According to Tasnim News Agency, the UN Special Rapporteur, after 2 years, declared that the deadly attack by the Israeli apartheid regime on southern Lebanon, which resulted in the death of a Reuters journalist and the injury of several other journalists, including two AFP journalists, was a “war crime”.
Since its establishment in 1948, the Israeli regime has been formed and continues to exist in a context of violence, displacement and systematic violations of human rights. The Nakba, during which hundreds of thousands of Palestinians were driven from their homeland, was the starting point of this regime, which was accompanied by ethnic cleansing and the destruction of Palestinian villages and cities. Since then, the regime has left a record of war crimes through its occupation policies, including illegal settlements in the West Bank, the inhumane blockade of the Gaza Strip, and repeated military attacks on civilians.
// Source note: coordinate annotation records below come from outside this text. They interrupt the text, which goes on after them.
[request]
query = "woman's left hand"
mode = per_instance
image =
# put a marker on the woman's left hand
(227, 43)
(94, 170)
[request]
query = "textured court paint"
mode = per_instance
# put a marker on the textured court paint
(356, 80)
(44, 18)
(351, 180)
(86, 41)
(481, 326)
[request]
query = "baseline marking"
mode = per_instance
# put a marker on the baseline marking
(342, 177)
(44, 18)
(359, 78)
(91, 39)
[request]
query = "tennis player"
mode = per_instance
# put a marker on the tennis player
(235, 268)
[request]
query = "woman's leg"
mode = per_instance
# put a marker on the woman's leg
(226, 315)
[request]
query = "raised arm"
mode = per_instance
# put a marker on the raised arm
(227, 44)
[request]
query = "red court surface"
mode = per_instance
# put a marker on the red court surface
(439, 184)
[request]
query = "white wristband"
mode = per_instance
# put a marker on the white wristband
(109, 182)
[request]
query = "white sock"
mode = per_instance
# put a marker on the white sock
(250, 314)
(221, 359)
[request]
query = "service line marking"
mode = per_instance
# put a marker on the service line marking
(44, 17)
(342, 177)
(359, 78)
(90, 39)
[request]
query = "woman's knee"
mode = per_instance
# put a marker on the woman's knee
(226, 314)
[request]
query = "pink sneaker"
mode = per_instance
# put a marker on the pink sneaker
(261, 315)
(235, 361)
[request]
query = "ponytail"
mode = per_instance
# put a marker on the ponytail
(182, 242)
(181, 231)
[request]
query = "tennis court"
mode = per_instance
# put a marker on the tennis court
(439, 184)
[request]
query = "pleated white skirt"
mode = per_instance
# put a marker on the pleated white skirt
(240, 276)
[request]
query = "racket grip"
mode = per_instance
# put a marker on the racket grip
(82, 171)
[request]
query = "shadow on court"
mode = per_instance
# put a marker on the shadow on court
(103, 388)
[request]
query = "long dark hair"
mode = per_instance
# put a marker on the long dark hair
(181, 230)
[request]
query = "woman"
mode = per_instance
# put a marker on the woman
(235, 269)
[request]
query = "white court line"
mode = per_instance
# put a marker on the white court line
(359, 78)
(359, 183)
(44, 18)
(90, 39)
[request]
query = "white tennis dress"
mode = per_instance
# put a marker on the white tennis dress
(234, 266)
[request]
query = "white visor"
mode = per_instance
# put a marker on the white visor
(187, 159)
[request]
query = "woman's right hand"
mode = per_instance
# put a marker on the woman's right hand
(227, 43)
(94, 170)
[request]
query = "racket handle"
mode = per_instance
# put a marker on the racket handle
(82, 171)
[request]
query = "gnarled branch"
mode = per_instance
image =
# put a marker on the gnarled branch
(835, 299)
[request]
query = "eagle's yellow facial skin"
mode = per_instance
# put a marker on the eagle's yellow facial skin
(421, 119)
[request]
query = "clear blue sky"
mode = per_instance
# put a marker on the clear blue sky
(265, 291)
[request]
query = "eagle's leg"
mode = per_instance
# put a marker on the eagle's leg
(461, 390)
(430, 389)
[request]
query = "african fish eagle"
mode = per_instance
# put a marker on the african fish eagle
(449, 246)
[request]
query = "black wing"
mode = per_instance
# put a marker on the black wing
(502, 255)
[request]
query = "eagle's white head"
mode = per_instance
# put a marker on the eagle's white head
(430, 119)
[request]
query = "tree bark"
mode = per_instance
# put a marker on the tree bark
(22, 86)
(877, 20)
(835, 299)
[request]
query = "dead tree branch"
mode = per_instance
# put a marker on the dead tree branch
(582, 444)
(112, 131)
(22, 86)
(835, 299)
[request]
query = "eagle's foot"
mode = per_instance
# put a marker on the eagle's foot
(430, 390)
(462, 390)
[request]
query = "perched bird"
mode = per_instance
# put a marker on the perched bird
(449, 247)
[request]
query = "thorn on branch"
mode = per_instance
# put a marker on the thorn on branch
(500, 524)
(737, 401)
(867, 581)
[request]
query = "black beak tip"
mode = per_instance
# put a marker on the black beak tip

Numerous reports by the United Nations, Amnesty International, and Human Rights Watch have documented these actions, including Amnesty International’s 2022 report accusing the Israeli regime of committing apartheid. The relentless bombing of hospitals, schools, and residential areas, the targeted killing of children and civilians, and the destruction of vital Palestinian infrastructure are not only violations of the Geneva Conventions, but also demonstrate the oppressive and aggressive nature on which the regime was founded. This bloody history, rooted in occupation and dispossession, has made the Israeli regime a symbol of injustice in the world. Therefore, the revelation of new crimes by this regime, from the deliberate destruction of civilian infrastructure to mass murder, should come as no surprise.